- Outfielder
- Born: February 10, 1904 St. Louis, Missouri, U.S.
- Died: May 1, 1974 (aged 70) St. Louis, Missouri, U.S.
- Batted: RightThrew: Right

MLB debut
- April 12, 1932, for the Chicago White Sox

Last MLB appearance
- April 24, 1932, for the Chicago White Sox

MLB statistics
- Batting average: .250
- Home runs: 0
- Hits: 8
- Runs batted in: 2
- Stats at Baseball Reference

Teams
- Chicago White Sox (1932);

= Hal Anderson (baseball) =

American baseball player (1904–1974)

Harold Anderson (February 10, 1904 – May 1, 1974) was an American professional baseball outfielder, manager, and scout. He appeared in nine games in Major League Baseball as a center fielder for the Chicago White Sox, but was a longtime star in the American Association and a manager of farm teams in the St. Louis Cardinals' organization.

Born in St. Louis, Anderson threw and batted right-handed and was listed as 5 ft 11 in tall and 160 lb. He entered baseball in 1922 and by 1926 he was a regular outfielder for the St. Paul Saints of the American Association, one of the three top-level minor leagues of the era. Anderson was not known for his power at the plate, but consistently reached double figures in stolen bases and batted over .295 for the next six years. His tenure with the Saints culminated with the 1931 season, during which he batted .314 and set personal bests in home runs (23) and runs batted in (95).

The performance led the White Sox to acquire his contract and use Anderson as their starting center fielder for their first eight games of the 1932 American League season. He broke in on April 12 with two hits in five at bats and two runs batted in, then, six days later, he had a three-hit game. But all his hits were singles and he stole no bases. With Anderson only eight-for-32 (.250), he lost his starting job to Elias "Liz" Funk and appeared in only one more MLB game, on April 24 as a defensive replacement.

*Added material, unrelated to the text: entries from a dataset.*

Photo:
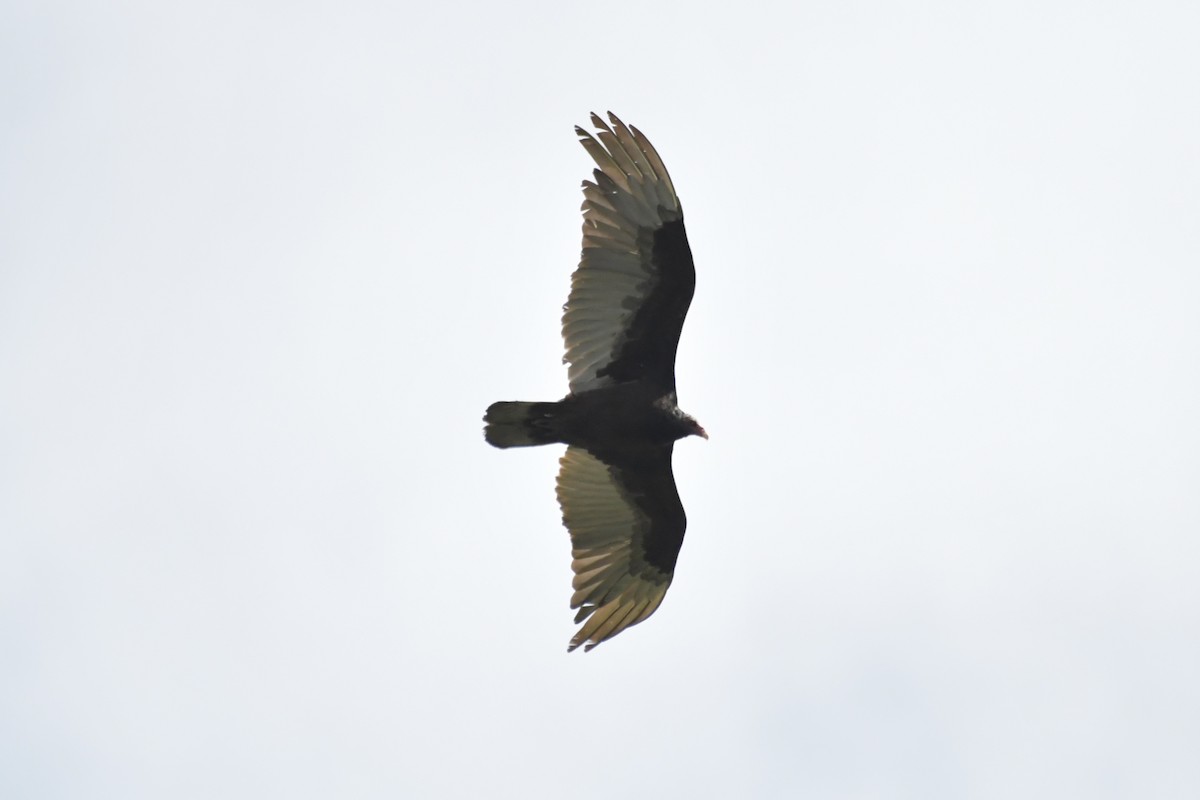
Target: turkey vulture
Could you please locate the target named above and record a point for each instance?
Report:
(621, 419)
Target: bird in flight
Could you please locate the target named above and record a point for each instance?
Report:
(621, 419)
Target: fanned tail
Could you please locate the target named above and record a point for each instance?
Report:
(517, 423)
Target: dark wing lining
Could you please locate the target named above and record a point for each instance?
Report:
(627, 527)
(635, 281)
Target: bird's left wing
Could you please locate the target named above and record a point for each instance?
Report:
(627, 527)
(635, 281)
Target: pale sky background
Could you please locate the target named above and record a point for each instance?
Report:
(263, 265)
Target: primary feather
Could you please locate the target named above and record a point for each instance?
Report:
(621, 419)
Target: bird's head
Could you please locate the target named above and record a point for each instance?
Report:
(691, 427)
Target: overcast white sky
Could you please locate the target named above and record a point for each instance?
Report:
(263, 265)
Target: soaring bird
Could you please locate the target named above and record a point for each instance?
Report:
(621, 419)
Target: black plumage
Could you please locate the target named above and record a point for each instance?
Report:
(621, 420)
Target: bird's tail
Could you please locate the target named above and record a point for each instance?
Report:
(516, 423)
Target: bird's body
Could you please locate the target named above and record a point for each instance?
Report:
(621, 420)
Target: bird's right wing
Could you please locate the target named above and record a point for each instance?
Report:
(627, 527)
(635, 281)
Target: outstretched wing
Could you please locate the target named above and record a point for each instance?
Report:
(635, 280)
(627, 528)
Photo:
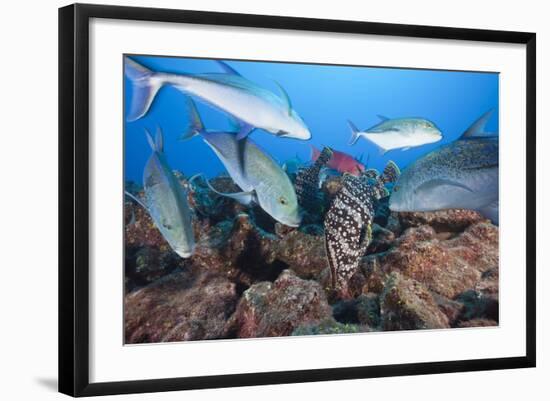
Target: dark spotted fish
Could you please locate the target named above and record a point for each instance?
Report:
(307, 181)
(348, 222)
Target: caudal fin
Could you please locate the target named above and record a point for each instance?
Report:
(354, 133)
(145, 86)
(477, 129)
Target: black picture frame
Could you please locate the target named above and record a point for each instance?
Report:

The White Sox sent him back to the minors, where he played through 1939. However, in July 1932, the Cardinals purchased Anderson's contract and assigned him to the Columbus Red Birds of the American Association, where he played through 1936 and later returned as Columbus' manager from 1947–1949. Anderson spent more than two decades with the Cardinals as a scout and minor-league skipper.